Хозяйка попросила паспорта для прописки. Юля кивнула, но тут же забыла: хотелось на море, где гуляли дотемна, потом крадучись поднимались по лестнице, чтобы не разбудить старуху. Та напомнила разок-другой, после чего напоминать перестала и, казалось, потеряла всякий интерес к постояльцам. Да и нашлось ли бы место в ее существовании для того, чтобы присматриваться к чужим людям, которым почему-то приглянулся ее дом?
Старуха все поняла намного раньше Юльки.
…Тетушка Катрина была вдовой самого уважаемого в поселке человека – пастора, который во время войны прятал в подвале кирхи раненых красноармейцев, принимал в доме немцев и погиб от немецкой же пули на ее глазах. Их дочь сбежала к партизанам с одним из раненых, и больше ее никто не видел. Пасторшу почему-то не тронули ни немцы, ни партизаны, ни «лесные братья». Вернувшаяся после войны советская власть к награде старуху не представила, но и в лагерь не загнала – позволила доживать в старом доме, время от времени напоминая, что дачников надо прописывать. Хозяйка ничего о себе не рассказывала, вообще избегая говорить по-русски; о ее судьбе Юля узнала от словоохотливой продавщицы в магазине – та предлагала снять комнату у нее, «а то у пасторши не дом, а развалюха». Юля вежливо поинтересовалась, где же сам пастор, и продавщица с готовностью выложила, кто где.

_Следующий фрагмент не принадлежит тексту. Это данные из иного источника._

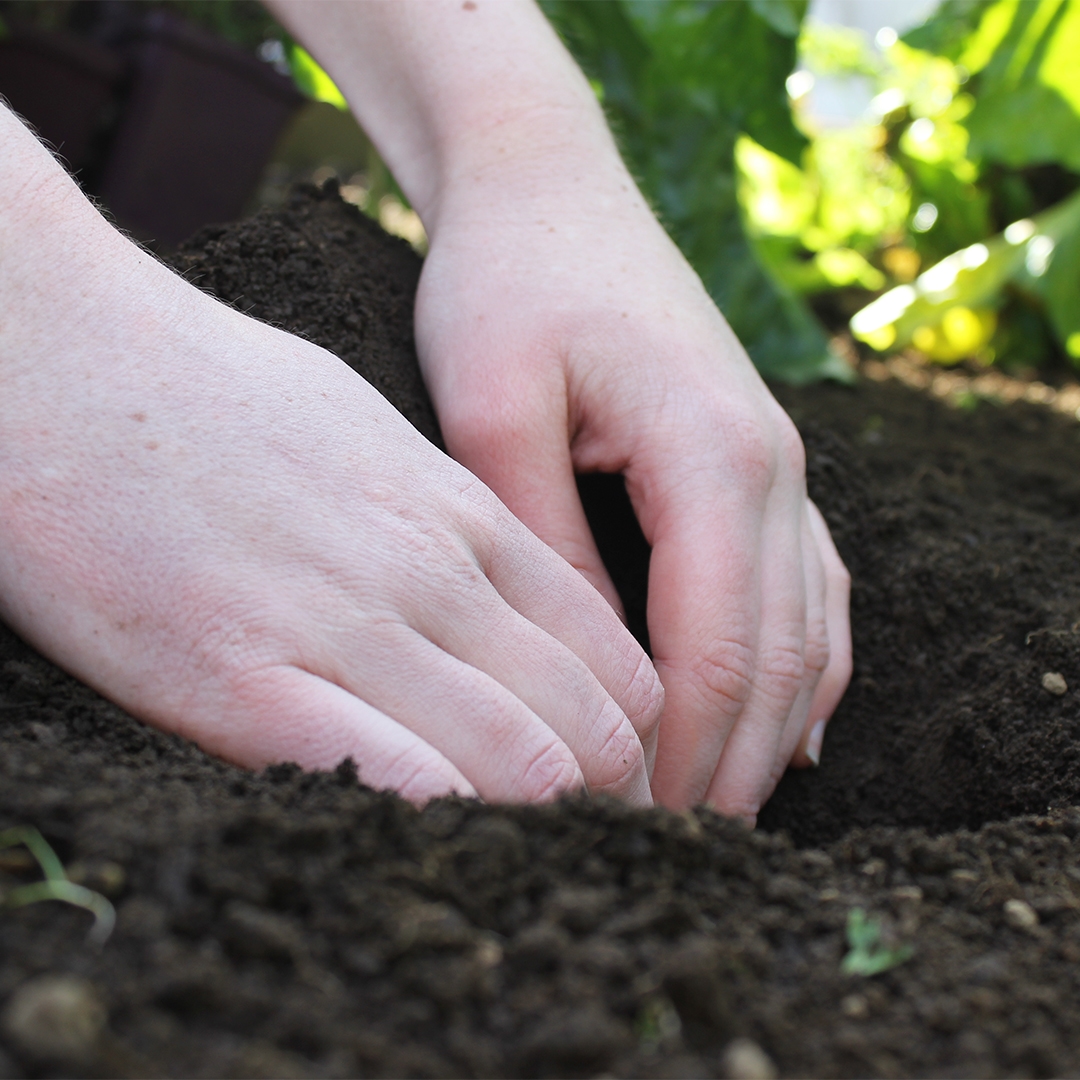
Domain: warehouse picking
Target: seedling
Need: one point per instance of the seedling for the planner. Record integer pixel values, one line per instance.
(868, 956)
(56, 885)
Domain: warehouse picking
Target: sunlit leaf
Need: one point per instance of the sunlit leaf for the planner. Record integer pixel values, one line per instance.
(312, 80)
(682, 81)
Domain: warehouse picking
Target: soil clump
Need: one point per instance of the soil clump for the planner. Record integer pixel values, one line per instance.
(292, 925)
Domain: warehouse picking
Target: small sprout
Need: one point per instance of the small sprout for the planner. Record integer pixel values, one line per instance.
(56, 885)
(868, 956)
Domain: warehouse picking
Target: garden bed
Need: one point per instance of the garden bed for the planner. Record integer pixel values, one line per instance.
(287, 925)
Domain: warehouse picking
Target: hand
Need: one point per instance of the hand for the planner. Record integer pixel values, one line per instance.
(231, 535)
(561, 331)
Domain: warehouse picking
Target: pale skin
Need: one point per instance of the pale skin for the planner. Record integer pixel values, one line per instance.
(231, 535)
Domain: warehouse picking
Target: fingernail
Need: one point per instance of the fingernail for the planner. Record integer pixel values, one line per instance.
(813, 743)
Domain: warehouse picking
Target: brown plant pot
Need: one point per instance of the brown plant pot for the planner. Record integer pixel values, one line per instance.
(63, 85)
(198, 127)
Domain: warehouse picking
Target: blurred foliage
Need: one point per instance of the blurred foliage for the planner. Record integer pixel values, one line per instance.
(946, 218)
(963, 167)
(312, 80)
(682, 81)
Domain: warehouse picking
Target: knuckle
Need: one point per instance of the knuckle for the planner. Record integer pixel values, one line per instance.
(725, 672)
(619, 760)
(818, 650)
(783, 670)
(646, 698)
(549, 774)
(753, 453)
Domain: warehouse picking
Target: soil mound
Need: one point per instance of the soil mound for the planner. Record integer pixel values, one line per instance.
(293, 925)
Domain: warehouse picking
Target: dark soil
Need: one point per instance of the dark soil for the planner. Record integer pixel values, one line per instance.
(288, 925)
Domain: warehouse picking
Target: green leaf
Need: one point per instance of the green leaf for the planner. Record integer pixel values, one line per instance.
(784, 16)
(867, 956)
(1040, 257)
(948, 31)
(1027, 108)
(312, 80)
(682, 80)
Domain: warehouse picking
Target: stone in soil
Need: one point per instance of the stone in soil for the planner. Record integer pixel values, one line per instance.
(295, 925)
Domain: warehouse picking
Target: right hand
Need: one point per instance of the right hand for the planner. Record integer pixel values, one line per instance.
(231, 535)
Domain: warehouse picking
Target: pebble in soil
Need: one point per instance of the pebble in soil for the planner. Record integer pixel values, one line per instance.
(292, 925)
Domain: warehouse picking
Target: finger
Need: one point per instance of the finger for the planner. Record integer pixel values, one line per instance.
(704, 610)
(837, 674)
(527, 676)
(285, 714)
(570, 637)
(752, 759)
(504, 748)
(524, 456)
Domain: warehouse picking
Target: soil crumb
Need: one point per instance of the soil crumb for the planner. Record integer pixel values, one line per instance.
(293, 925)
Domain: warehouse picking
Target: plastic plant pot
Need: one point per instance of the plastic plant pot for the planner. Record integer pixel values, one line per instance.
(64, 86)
(197, 131)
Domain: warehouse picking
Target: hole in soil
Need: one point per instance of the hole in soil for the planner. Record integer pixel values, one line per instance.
(964, 598)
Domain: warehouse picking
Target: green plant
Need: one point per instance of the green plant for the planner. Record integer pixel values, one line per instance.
(56, 885)
(867, 955)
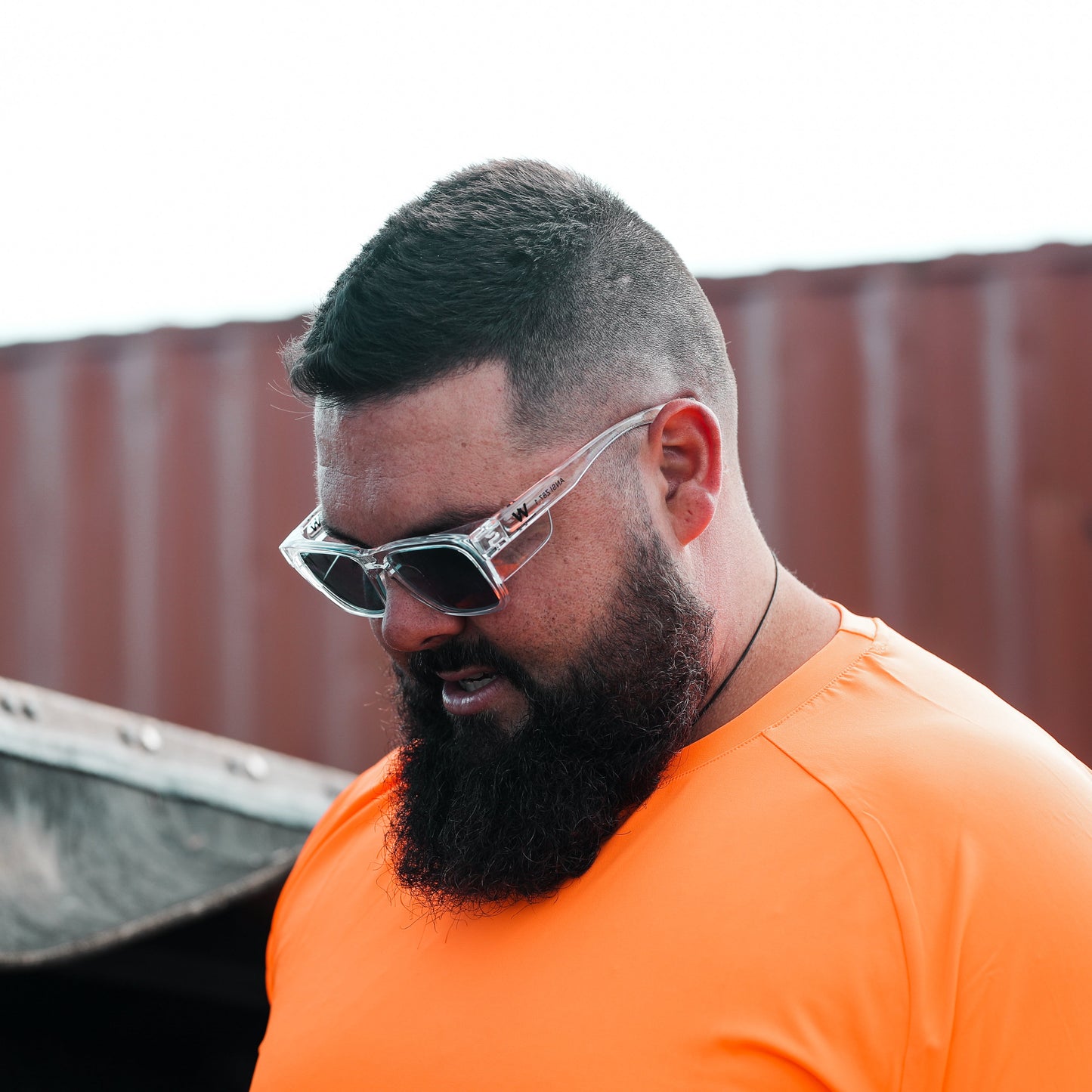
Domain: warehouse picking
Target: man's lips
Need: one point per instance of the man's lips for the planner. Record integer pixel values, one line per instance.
(471, 689)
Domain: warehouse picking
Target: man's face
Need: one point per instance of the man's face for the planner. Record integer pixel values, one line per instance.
(532, 733)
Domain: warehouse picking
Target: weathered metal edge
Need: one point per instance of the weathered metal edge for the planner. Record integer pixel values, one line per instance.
(155, 923)
(53, 729)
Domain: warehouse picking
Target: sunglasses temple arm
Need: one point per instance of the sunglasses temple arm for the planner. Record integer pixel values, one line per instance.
(527, 509)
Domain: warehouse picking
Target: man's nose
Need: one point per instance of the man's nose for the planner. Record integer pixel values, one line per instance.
(411, 626)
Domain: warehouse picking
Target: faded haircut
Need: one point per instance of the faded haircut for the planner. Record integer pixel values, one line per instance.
(525, 263)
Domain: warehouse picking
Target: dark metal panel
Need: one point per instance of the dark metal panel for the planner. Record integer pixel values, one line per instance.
(915, 439)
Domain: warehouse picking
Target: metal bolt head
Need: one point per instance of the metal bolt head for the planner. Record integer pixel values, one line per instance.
(151, 738)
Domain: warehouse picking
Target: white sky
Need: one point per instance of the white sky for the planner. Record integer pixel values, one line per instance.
(199, 162)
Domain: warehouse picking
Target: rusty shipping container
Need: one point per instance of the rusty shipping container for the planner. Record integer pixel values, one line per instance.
(917, 439)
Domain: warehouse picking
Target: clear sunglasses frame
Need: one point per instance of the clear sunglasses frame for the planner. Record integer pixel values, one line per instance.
(498, 547)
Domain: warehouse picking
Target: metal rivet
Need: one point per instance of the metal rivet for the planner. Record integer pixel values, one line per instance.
(151, 738)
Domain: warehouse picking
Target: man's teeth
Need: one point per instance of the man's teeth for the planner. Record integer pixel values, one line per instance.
(476, 682)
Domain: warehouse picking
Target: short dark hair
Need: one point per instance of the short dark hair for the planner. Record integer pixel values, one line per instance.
(521, 262)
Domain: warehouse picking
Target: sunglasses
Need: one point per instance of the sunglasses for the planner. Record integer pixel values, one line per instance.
(463, 571)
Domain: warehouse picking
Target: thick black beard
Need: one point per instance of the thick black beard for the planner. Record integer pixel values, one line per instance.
(481, 817)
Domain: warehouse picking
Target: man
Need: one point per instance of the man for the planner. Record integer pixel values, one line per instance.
(662, 818)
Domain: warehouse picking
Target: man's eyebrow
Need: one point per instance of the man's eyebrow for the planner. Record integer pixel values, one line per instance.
(444, 521)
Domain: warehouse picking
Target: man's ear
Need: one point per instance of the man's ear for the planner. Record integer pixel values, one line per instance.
(685, 441)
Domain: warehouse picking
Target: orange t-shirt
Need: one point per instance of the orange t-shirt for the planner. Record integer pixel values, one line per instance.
(877, 877)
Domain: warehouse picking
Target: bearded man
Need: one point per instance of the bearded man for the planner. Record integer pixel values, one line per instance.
(662, 817)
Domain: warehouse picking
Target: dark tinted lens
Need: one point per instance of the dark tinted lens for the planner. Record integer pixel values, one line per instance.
(444, 576)
(346, 579)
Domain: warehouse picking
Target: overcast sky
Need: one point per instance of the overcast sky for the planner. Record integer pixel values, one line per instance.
(203, 162)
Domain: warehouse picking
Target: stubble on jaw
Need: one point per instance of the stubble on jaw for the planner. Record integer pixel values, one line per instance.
(484, 817)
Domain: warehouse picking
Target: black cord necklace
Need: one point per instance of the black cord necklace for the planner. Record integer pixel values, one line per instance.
(743, 655)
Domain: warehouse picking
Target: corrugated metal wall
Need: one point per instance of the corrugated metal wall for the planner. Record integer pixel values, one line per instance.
(917, 438)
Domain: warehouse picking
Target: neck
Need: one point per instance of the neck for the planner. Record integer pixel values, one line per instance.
(800, 623)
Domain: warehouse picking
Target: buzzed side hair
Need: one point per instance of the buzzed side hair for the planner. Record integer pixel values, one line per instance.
(522, 262)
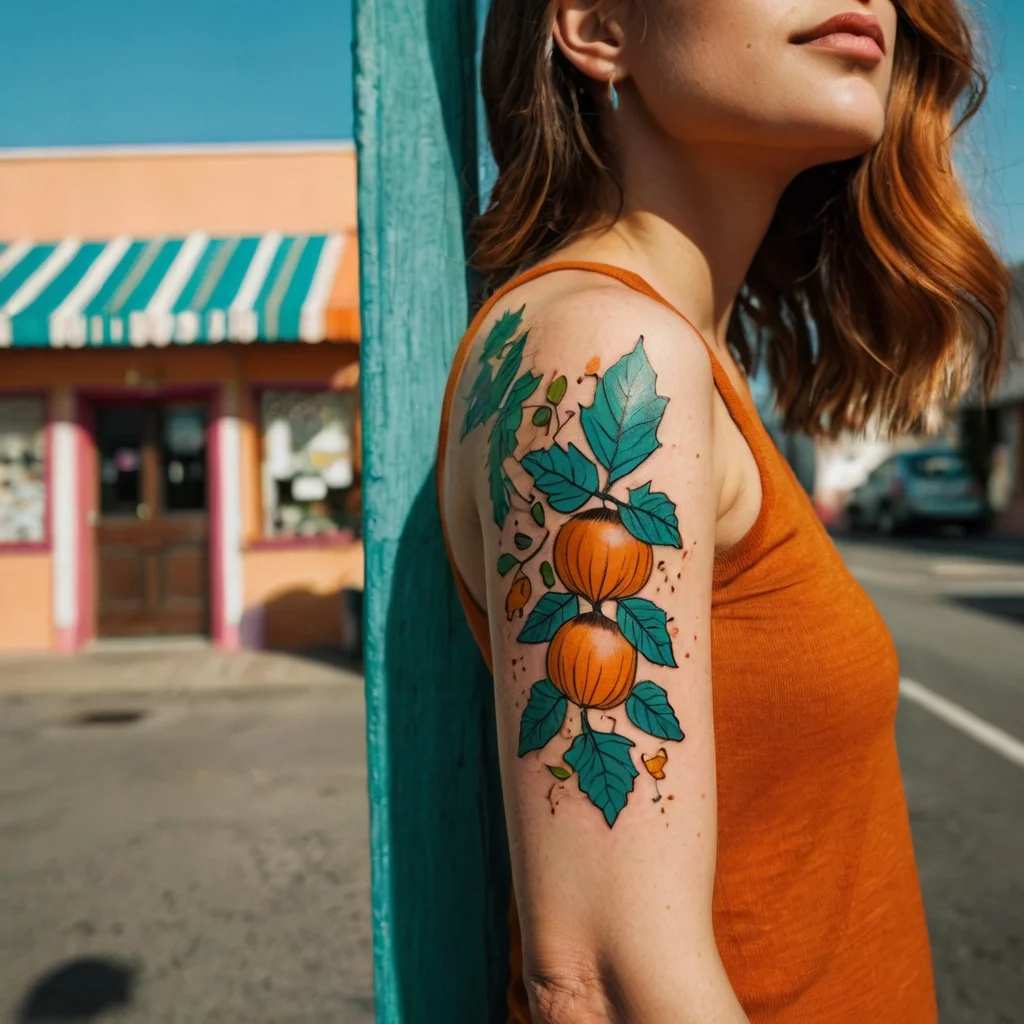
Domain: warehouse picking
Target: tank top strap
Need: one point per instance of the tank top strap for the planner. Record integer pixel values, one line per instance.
(742, 415)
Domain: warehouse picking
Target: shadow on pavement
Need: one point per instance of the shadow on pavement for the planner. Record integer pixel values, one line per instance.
(80, 989)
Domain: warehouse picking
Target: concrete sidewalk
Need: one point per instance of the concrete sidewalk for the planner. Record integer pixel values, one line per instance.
(172, 667)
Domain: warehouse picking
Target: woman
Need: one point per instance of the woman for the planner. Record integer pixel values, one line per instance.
(695, 699)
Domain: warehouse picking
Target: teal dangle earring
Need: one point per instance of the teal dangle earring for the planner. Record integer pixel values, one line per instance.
(612, 94)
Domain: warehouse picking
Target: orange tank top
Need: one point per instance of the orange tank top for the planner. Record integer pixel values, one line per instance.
(817, 907)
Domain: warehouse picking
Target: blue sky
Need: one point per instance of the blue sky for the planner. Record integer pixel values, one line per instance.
(98, 72)
(109, 72)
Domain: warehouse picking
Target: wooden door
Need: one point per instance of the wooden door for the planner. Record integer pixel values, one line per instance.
(153, 529)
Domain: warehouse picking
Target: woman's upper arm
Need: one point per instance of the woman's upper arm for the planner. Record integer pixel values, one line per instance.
(592, 435)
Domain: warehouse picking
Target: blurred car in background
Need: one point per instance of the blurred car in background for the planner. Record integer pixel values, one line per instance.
(926, 487)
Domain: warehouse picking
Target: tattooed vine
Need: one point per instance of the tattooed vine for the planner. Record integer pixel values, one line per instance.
(603, 553)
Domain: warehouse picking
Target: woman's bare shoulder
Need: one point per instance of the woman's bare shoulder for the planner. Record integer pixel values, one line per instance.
(573, 315)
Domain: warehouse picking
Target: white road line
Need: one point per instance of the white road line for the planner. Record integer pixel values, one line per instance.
(960, 718)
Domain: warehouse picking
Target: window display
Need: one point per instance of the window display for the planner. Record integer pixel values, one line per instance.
(23, 479)
(308, 469)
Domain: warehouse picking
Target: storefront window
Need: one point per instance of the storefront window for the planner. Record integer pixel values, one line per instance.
(309, 485)
(23, 480)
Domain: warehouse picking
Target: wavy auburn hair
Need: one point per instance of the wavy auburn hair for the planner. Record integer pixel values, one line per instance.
(875, 298)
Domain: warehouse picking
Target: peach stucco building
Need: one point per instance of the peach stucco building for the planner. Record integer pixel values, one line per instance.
(179, 428)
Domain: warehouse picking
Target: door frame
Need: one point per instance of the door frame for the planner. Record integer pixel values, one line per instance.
(88, 496)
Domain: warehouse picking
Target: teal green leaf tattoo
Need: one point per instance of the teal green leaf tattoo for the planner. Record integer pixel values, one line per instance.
(651, 517)
(566, 476)
(648, 709)
(557, 389)
(622, 425)
(503, 442)
(501, 334)
(542, 718)
(644, 626)
(603, 765)
(506, 563)
(549, 614)
(487, 390)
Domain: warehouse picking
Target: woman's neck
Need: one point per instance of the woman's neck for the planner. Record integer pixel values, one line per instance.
(691, 223)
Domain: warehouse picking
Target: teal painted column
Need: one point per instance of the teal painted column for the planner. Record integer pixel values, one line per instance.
(438, 848)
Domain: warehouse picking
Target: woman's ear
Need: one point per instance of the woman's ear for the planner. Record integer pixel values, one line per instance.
(591, 35)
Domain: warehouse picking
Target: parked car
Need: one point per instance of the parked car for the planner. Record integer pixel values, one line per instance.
(920, 488)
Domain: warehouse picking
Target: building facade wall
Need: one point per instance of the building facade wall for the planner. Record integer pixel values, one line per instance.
(264, 591)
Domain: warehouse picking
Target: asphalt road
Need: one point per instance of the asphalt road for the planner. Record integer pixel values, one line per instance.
(956, 611)
(207, 863)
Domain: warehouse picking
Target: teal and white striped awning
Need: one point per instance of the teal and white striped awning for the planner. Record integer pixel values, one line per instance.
(194, 290)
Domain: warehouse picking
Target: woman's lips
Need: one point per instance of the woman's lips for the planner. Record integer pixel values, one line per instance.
(860, 47)
(855, 35)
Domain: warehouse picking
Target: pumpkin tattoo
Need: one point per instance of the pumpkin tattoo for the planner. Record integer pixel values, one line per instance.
(602, 553)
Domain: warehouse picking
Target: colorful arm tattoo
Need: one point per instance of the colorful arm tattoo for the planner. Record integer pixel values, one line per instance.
(603, 554)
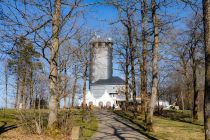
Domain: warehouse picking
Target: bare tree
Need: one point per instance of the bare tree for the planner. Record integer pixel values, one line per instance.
(206, 21)
(149, 122)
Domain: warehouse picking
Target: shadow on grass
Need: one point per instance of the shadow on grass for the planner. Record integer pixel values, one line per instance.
(141, 129)
(4, 128)
(121, 129)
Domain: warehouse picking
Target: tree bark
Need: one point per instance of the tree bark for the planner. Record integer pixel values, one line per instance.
(74, 88)
(65, 86)
(53, 104)
(6, 84)
(131, 48)
(195, 86)
(84, 87)
(126, 77)
(206, 21)
(143, 67)
(149, 122)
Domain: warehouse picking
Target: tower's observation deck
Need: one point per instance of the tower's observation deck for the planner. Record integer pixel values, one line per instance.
(101, 59)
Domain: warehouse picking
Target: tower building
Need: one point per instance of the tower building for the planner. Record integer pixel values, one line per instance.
(105, 89)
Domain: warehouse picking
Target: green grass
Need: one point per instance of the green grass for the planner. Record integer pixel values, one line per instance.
(88, 127)
(10, 117)
(167, 129)
(183, 116)
(7, 116)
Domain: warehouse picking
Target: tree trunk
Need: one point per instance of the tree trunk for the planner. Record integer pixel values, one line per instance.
(131, 48)
(17, 93)
(6, 85)
(74, 88)
(143, 67)
(182, 98)
(126, 77)
(206, 21)
(53, 77)
(195, 86)
(31, 88)
(154, 68)
(65, 86)
(84, 88)
(23, 91)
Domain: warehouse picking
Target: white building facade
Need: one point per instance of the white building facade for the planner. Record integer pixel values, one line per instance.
(105, 90)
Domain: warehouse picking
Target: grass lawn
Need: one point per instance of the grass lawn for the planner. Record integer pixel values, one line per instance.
(167, 129)
(9, 121)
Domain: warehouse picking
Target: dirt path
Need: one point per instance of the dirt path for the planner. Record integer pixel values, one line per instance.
(112, 127)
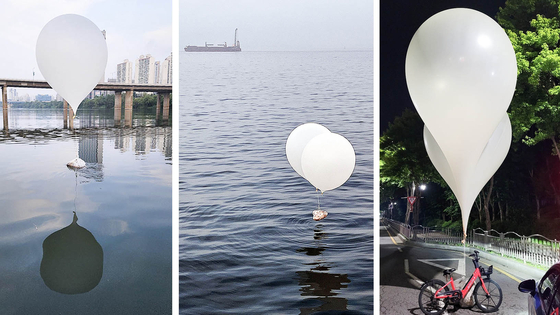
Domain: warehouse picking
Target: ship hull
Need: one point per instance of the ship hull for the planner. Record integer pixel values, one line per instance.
(212, 49)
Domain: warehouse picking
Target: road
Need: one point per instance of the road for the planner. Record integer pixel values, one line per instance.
(403, 269)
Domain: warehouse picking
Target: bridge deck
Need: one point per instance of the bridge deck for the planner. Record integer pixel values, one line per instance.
(160, 88)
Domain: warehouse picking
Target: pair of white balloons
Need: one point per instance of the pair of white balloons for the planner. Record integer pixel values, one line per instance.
(324, 158)
(72, 55)
(461, 73)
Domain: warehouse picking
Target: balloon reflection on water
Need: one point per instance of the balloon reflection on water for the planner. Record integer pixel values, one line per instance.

Этой ли старухе было дивиться адюльтеру?..
– Мама, ты наш поворот проехала!
Кажется, здесь Ян пытался проехать, когда вез ее в день знакомства.
– Ты знаешь эту дорогу? – беспокоился Антоша.
– Поедем через наоборот…
То, о чем догадалась хозяйка, Юля узнала спустя два года. Женат; есть ребенок. Узнала случайно. Они с Игорем оставались на «вы», как в первый день знакомства – или как в старом романе. Любовь вытеснила слово «знакомство», но «вы» так легко и привычно выговаривалось обоими, что не было потребности его менять. «Вы» несколько примиряло с расставанием и разнесенностью в пространстве, но придавало праздничность каждой встрече, независимо от того, где и как она происходила: в аэропорту, на вокзальном перроне или в комнате старого дома, когда утром открываешь глаза.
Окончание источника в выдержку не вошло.